Un vote de confiance

Le gouvernement du nouveau Premier ministre indien a obtenu, le 22 avril, un vote de confiance du Parlement. Une épreuve sans surprise dans la mesure où le front uni – coalition de centre gauche dont il est issu –, même s'il ne dispose pas d'une majorité à la Chambre, bénéficie cependant de l'appui du parti du Congrès : ce dernier se sera prononcé, une fois de plus, pour un « soutien sans participation ». On ne retiendra de cette formalité que l'opposition active du BJP dont les chefs voient en M. Gujral un dangereux communiste – ce qu'il fut en effet au temps de la lutte contre les Britanniques, avant de décider de rejoindre le parti du Congrès et de s'en faire expulser par Indira Gandhi. Les nationalistes hindous lui reprochent également, et ce n'est pas là le moindre de leurs griefs, de conduire une politique par trop favorable au rapprochement avec l'ennemi pakistanais. Il reste que, parmi les nombreuses tâches qui attendent le chef du gouvernement, celle de convaincre les responsables des treize partis du front uni de surmonter leurs différences idéologiques et personnelles ne sera pas la moins délicate. On se souvient que de nombreuses dissensions au sein de la coalition avaient bien souvent compliqué la bonne marche du cabinet dirigé par son prédécesseur. Sur le plan économique, les partisans du libéralisme n'ont pas manqué, eux aussi, de manifester quelques inquiétudes.

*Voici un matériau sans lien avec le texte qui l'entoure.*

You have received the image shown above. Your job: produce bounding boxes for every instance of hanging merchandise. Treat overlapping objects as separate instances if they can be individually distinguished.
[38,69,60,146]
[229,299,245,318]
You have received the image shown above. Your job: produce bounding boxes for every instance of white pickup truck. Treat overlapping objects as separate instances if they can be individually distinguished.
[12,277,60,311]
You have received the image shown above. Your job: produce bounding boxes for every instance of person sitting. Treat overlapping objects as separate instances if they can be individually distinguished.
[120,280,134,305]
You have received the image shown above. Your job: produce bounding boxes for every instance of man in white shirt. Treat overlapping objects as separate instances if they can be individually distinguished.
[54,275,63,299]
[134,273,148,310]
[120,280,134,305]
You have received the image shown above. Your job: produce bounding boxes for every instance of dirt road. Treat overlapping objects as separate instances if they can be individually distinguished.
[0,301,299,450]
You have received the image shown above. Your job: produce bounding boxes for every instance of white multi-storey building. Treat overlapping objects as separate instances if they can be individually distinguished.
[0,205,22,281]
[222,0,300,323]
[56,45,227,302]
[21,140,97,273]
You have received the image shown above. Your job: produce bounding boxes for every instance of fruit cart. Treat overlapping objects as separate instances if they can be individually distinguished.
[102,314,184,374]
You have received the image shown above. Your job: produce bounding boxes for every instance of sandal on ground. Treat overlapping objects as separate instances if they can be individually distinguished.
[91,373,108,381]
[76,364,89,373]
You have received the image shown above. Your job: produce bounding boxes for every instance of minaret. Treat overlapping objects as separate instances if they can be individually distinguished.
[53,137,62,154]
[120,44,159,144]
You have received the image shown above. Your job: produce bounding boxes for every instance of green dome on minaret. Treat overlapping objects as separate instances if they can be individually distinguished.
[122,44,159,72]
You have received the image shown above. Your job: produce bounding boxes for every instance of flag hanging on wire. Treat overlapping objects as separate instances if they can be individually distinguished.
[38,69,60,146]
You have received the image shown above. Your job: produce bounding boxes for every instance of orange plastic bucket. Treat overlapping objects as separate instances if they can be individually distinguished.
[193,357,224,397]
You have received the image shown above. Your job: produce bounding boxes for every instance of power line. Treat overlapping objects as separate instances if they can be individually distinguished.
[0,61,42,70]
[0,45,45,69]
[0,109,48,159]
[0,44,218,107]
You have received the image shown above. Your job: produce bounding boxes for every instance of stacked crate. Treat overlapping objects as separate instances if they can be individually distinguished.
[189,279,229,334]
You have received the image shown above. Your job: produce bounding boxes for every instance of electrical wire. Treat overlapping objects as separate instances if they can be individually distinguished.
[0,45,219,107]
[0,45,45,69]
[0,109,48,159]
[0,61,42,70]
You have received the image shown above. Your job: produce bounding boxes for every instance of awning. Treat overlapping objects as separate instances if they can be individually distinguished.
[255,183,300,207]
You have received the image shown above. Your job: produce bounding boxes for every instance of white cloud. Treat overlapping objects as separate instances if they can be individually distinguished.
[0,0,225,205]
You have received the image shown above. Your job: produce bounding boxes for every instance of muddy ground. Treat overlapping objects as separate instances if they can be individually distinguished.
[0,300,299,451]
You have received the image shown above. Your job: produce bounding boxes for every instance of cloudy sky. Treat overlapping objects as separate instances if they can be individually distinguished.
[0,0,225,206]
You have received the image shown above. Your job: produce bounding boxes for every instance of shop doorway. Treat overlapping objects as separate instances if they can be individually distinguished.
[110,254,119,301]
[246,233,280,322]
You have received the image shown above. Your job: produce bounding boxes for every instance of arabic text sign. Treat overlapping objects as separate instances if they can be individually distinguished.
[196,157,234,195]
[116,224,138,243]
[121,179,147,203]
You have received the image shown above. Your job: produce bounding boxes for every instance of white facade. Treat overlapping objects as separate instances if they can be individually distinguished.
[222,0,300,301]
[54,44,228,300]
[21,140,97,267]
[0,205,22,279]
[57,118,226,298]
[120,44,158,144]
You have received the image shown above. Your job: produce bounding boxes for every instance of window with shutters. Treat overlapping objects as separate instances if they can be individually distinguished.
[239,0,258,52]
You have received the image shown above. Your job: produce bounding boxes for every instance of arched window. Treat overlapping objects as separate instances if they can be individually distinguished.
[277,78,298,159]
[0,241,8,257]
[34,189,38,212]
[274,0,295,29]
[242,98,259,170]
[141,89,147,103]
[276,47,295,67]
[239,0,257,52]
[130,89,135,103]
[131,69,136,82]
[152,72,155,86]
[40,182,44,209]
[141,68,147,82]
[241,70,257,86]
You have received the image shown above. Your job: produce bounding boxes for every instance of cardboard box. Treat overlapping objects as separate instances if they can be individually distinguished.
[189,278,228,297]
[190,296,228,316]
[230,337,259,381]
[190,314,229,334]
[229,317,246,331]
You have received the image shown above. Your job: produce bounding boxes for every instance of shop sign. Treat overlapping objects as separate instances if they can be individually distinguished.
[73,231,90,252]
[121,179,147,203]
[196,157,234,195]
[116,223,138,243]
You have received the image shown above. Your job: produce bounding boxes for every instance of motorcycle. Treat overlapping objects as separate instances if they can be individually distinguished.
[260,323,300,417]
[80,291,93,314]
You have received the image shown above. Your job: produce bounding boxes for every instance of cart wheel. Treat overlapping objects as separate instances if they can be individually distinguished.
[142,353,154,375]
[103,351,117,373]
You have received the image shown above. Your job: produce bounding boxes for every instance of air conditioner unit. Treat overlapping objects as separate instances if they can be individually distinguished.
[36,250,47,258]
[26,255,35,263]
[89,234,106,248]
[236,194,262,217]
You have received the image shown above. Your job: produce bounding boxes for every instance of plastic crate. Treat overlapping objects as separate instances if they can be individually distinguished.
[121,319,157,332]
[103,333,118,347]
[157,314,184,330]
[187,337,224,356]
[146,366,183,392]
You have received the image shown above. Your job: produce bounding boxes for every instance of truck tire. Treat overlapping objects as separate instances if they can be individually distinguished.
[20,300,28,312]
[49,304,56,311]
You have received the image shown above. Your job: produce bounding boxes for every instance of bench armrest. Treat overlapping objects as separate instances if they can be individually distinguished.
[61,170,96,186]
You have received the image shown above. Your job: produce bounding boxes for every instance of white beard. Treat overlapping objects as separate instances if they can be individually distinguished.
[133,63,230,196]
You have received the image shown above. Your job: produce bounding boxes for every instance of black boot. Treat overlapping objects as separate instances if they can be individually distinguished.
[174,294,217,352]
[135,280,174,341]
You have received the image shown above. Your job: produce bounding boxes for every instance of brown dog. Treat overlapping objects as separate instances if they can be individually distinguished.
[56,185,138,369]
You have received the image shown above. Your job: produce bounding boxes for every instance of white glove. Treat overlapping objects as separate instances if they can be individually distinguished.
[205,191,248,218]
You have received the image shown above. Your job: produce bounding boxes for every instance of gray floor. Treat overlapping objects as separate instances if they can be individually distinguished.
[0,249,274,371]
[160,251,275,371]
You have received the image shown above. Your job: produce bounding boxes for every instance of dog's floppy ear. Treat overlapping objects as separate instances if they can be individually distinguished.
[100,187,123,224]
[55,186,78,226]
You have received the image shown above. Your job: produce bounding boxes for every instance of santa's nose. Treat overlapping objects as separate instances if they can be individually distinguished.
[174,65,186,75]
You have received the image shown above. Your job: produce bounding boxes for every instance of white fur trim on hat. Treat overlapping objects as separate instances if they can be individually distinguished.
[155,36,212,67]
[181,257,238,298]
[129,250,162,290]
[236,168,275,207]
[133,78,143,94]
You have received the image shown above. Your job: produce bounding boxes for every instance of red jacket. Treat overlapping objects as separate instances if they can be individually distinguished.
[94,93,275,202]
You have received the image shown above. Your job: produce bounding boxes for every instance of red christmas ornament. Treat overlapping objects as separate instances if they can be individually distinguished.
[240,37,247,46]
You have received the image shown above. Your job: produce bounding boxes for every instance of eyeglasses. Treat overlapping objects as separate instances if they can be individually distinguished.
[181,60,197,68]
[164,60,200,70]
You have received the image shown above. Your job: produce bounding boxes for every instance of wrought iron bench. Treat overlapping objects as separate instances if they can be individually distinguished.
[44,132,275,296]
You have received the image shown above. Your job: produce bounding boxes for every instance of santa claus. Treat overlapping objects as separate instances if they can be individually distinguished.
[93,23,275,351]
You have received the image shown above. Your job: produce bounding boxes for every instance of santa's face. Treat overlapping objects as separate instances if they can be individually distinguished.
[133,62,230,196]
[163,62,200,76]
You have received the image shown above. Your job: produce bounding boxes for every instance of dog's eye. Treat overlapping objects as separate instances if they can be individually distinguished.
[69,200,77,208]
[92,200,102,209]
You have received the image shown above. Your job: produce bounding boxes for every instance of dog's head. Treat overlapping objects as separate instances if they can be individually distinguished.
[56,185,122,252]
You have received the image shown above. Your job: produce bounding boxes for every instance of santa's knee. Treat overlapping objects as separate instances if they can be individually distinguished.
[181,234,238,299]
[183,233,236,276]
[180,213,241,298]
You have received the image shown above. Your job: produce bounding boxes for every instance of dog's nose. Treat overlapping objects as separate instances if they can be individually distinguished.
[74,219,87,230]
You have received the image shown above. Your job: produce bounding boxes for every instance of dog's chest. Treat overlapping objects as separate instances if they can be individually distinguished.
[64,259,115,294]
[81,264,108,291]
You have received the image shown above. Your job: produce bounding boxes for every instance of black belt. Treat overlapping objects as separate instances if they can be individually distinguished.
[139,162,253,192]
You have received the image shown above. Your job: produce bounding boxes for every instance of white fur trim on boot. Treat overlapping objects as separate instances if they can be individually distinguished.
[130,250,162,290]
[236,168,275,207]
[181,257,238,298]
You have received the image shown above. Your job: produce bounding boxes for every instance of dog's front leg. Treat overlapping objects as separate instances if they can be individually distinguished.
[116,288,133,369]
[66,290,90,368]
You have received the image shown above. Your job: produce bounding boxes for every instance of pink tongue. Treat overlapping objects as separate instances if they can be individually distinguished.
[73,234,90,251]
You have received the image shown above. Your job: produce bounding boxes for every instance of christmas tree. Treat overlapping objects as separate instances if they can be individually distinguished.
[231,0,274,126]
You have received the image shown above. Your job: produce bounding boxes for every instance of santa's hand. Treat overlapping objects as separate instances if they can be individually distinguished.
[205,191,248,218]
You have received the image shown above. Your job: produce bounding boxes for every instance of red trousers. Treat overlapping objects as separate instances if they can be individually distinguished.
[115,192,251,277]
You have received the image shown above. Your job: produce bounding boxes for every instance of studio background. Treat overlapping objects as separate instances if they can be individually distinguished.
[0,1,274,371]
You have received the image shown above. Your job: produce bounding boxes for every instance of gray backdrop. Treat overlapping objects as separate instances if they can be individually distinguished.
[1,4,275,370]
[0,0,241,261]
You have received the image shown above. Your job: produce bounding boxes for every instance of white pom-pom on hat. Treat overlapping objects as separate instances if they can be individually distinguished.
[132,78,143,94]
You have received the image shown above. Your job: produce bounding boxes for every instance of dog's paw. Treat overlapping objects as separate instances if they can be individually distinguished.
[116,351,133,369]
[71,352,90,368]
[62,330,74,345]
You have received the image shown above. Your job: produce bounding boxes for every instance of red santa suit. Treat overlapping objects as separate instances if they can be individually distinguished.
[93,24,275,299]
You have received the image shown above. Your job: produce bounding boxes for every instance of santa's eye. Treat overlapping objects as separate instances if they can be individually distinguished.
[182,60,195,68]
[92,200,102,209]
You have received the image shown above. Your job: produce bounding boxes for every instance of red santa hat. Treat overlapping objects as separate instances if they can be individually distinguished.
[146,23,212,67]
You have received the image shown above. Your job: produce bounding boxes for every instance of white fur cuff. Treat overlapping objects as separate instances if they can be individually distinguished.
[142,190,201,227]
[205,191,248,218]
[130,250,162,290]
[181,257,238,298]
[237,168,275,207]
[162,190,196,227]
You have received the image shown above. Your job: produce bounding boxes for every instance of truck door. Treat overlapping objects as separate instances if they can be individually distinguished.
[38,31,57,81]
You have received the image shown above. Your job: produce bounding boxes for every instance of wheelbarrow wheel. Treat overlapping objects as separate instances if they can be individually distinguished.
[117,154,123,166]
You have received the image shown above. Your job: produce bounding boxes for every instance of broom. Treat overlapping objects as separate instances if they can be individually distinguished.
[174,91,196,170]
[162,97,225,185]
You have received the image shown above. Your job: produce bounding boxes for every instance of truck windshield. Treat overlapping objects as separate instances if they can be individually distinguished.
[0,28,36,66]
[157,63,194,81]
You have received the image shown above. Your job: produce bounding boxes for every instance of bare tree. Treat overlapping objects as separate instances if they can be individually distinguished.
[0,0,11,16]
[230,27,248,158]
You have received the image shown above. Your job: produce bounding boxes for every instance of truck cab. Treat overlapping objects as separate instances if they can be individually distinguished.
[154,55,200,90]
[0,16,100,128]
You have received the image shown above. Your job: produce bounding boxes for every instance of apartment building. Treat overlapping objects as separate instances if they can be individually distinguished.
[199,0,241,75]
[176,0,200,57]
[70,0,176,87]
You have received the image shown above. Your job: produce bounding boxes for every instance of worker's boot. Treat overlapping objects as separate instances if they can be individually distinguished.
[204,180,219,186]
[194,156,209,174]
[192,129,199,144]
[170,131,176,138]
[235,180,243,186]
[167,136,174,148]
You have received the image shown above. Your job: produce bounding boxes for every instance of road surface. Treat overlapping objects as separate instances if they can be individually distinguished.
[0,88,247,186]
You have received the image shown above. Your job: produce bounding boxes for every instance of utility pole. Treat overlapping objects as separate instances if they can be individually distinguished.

L'arrivée aux affaires de cet homme, plutôt marqué à gauche, et qui fut ambassadeur à Moscou lorsque l'Inde entretenait avec l'URSS des relations privilégiées, pouvait à leurs yeux être lourde de conséquences sur le processus des réformes de l'économie. Aussi I.K. Gujral s'est-il employé à rassurer les investisseurs en déclarant, le 21 avril, qu'il entendait « approfondir et élargir » ces réformes d'inspiration libérale lancées, six ans plus tôt, par le gouvernement du Congrès sous la direction de Narasimha Rao.